Christmas tender for ONGC marginal fields

Vol 16, PW 10 (29 Nov 12) Exploration & Production
     

Something to look forward to this Christmas is ONGC’s tender for 26 marginal field service contracts.

On offer will be 13 onshore fields across Andhra Pradesh, Gujarat and Rajasthan and 13 offshore fields on the west coast, in ONGC’s fourth tender for marginal fields. ONGC tells us its internal teams are responding to queries raised by company lawyers about the terms in its revised marginal field’s policy ahead of final approval by the Executive Purchase Committee (EPC).

ONGC managers want to float the tender within a week of EPC approval, or around Christmas, and interested companies will have 45 days to submit bids. ONGC will take around 60 days to evaluate them and it expects to sign contracts by March 31.

Each field has less than one million tonnes of in-place or recoverable oil or oil equivalent gas. Six gasfields in AP sit in the onshore KG basin; three gasfields are in Rajasthan; while four oilfields are in Gujarat.

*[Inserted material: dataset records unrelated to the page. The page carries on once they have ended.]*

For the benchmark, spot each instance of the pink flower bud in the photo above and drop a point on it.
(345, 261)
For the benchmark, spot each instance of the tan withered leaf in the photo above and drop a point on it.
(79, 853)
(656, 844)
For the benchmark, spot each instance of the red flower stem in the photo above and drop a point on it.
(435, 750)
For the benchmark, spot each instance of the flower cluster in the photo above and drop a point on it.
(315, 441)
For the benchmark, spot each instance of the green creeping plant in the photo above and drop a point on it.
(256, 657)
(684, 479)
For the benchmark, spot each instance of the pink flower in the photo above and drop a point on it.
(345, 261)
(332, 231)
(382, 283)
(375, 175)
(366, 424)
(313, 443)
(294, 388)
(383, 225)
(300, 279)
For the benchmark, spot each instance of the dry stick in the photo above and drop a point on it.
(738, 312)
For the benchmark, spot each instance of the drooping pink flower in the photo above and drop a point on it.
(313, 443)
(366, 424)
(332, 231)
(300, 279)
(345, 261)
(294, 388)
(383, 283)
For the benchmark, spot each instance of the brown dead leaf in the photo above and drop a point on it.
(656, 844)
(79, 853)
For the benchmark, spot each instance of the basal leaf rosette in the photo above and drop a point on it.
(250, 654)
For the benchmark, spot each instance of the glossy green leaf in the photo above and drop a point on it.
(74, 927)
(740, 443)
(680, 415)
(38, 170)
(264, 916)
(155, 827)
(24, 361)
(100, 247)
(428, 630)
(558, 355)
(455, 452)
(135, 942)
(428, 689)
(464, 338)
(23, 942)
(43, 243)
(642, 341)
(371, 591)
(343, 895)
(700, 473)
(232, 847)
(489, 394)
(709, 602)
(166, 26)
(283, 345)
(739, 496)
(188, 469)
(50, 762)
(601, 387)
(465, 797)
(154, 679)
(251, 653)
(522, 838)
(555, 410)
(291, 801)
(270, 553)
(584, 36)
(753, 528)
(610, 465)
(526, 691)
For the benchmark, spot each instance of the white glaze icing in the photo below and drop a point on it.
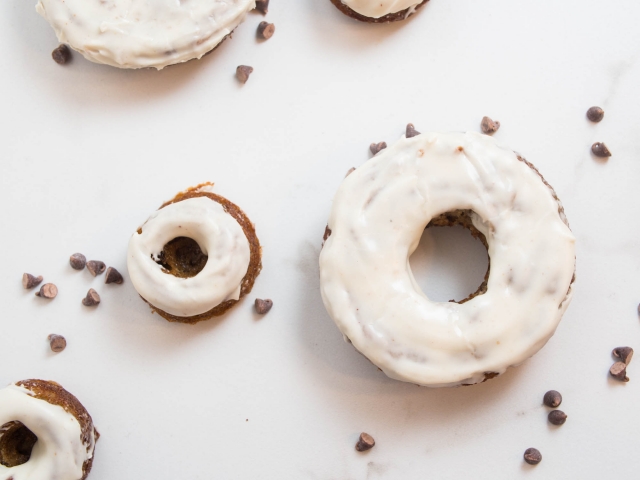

Some of the offshore fields hold oil, others hold gas. Eight fields are leftovers from three previous rounds: the first in 2004 for onshore fields; the second in 2006 for offshore fields; and the third in 2007 for onshore fields.

ONGC expects a good response: for the first time it is offering international oil prices. In the past ONGC offered unrealistically low prices of $26 to $35/barrel for oil from marginal fields, keeping bidders away.

Contractors must sell gas at the government set price of $4.20/mmbtu in line with the gas allocation policy which gives priority to fertiliser factories, followed by LPG extractors, then power stations. Fields producing less than 100,000 cm/d are exempt from the allocation policy.